In the bottom of my pack I had an old tyre pando that I'd had for at least 15 years and never used. We whacked this in and were loaned a foot pump (brand new, off the shelf) by the good folk at the shop which we used to put plenty of pressure in the tyre.
Things looked pretty good - no goop or air leaking out the hole but I was looking at a 200km ride back to Whakatane to get the tyre repaired - would it hold the whole way? What if it didn't - would I get to that last checkpoint at Cape Egmont by 12pm the next day? Was I doomed to bomb out on my first Southern Cross?
I started off taking things really easy - especially in the corners - expecting the repair to let go at any stage. After about the first 20km or so everything was still all good so I upped the pace a bit. After all it was either going to let go all at once or go down slowly - may as well get as close to civilisation as possible.
Miraculously I made it into Opotoki where I went into the first garage I saw to check the tyre pressure. The repair was holding up awesomely well - I didn't even put any more air in it! Now to get to Whakatane and get the tyre fixed properly.
We got into Whakatane at around 2pm and found the local Suzuki shop (Underwood & Wilkins) and they set to work on the puncture. By the time Mark & I had a late lunch they were finished and we were ready to hit the road again - but not before visiting Repco for another tyre pando, after all that first one had proved to be a good investment.
We made it into Te Kuiti by about 7pm and knew that we had the ride beat. Sure enough, no more dramas - just a quiet ride down to Cape Egmont, pick up the badge and off home. Mission accomplished but not without a little drama!
This damn tyre is cursed!
I can't remember exactly where we'd been but we were coming back from Wanganui and we'd taken some of the back roads out behind Marton and ended up on the gravel. We'd just got back onto the tar again and the rear end got that wayward feeling - oh no, not again.
I limped it into Marton and pulled into a garage. Whipped out the month or two old tyre pando and stuck it in. I then pumped the tyre up pretty hard and we hit the road home.
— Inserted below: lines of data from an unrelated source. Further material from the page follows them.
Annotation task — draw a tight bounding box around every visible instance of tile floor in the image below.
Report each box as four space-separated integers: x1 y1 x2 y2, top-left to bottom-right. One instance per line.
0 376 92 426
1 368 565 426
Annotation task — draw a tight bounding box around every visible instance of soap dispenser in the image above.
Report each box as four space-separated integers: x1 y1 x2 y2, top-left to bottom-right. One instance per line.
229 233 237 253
This time I'd either done something wrong or the hole was just to big for the pando to seal (or maybe the pando was just too damn new). Every now and again Mark could see a squirt of sticky goo shoot out of the tyre and he was wondering if we were going to make it home. I was pretty oblivious to this and kept on going.
I must have really pumped that tyre up 'cause it made it home and I never had a problem with it. I did have a problem cleaning the goo off the swingarm and muffler though and the inside of the mudguard had a nice stripe on it for the rest of it's days...
Never the less I wasn't going to trust that tyre again and it was off to the bike shop for a new one first thing Monday morning. Oh and a tubeless tyre puncture repair kit which lives permanently under my seat - I hope I never have to use it!